The contents of C, H, O and N of biochar were analyzed by an Elementar vario EL (Germany). Ash content was determined as described previously (Chen et al. 2012). The biochar sample was placed in an open-top crucible in a muffle furnace. The temperature was raised to 800 °C at 5 °C min−1 and then held for 4 h. The furnace was allowed to cool to room temperature. Ash referred to the residue remaining in the crucible. The functional groups of biochar were characterized by Fourier transform infrared (FTIR) spectral analysis in the 4000–600 cm−1 region using a Thermo Electron NeXus 8700 Spectrophotometer (Waltham, MA, USA) with pressed KBr pellets.
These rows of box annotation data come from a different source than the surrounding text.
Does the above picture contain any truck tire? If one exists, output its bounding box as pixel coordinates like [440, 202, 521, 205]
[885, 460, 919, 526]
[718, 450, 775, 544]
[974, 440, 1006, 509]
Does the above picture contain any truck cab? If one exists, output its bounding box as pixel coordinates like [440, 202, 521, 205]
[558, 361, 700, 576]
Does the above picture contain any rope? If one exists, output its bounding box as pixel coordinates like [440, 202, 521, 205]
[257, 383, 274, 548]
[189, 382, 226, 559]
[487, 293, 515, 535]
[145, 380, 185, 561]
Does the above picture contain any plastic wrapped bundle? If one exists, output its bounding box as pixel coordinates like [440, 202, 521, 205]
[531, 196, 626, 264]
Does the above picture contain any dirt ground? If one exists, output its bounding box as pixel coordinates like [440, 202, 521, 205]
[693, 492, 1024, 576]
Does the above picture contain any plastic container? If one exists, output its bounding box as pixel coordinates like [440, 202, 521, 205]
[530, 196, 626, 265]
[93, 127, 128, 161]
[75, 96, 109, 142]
The specific surface area and pore size distribution of biochar were measured with N2 adsorption/desorption at liquid nitrogen temperature by a Micromeritics ASAP 2020 M + C (USA). The pH value at the point of zero charge (pHpzc) of biochar was determined by the pH drift method (Yang et al. 2004). Briefly, a mass of 0.06 g of biochar was added to 20 mL of 0.005 M CaCl2 solution with pH ranging from 2.0 to 8.0 in sealed brown glass vials. The vials were shaken at 175 rpm for 24 h to reach equilibrium. Then, the final pH of the solution was determined and compared with the initial pH. The pHpzc was identified as the pH value at the intersection of a measured curve with the pHfinal = pHinitial line.

The size distribution of DHA was determined via dynamic light scattering (DLS, Brookhaven ZetaPALS instrument) with an angle of 90 degree to the incident beam. The conformation of DHA was characterized by atomic force microscopy (AFM, Scanning Peak Microscopy, Dimension Icon, Bruker, USA) with a scanning speed of 1.00 Hz. The charge properties of DHA were evaluated by a Nano-Z Zetasizer (Malvern Instruments Ltd.) at different pH values (3.0–9.0). The concentration of DHA was 30 mg L−1 in the characterization.

2.3 Sorption experiments

Sorption of DHA to biochar was investigated by performing batch sorption experiments. A mass of 0.03 g biochar was placed in 40 mL brown glass bottles and then 30 mL of sorbate solution was added. The solid/liquid ratio was chosen to reach approximately 20–80% removal rate of sorbate through pre-experiments. The concentrations of DHA in different solutions (deionized water, 0.01 M NaCl or 0.01 M CaCl2 background electrolyte) ranged from 0 to 14 mg·L−1. The initial solution pH was adjusted to 6.0 ± 0.1 with 0.1 M HCl and/or NaOH. The samples were shaken in a horizontal thermostatic shaker (QYC2112) at 175 rpm and 25 ± 1 °C in the dark to achieve sufficient reaction as described previously (Wu et al. 2020a) and held for 3 d to reach sorption equilibrium. Subsequently, the samples were centrifuged (3000 rpm for 10 min) and the supernatants were filtered through a 0.45 μm sterilized membrane. Finally, the aqueous DHA concentration was determined. All experiments were performed in duplicate. No obvious solute loss (< 2%) by the sterilized membrane was detected. Blanks without biochar were set to determine the minor loss (< 1%) of solute in degradation or sorption by glass bottles.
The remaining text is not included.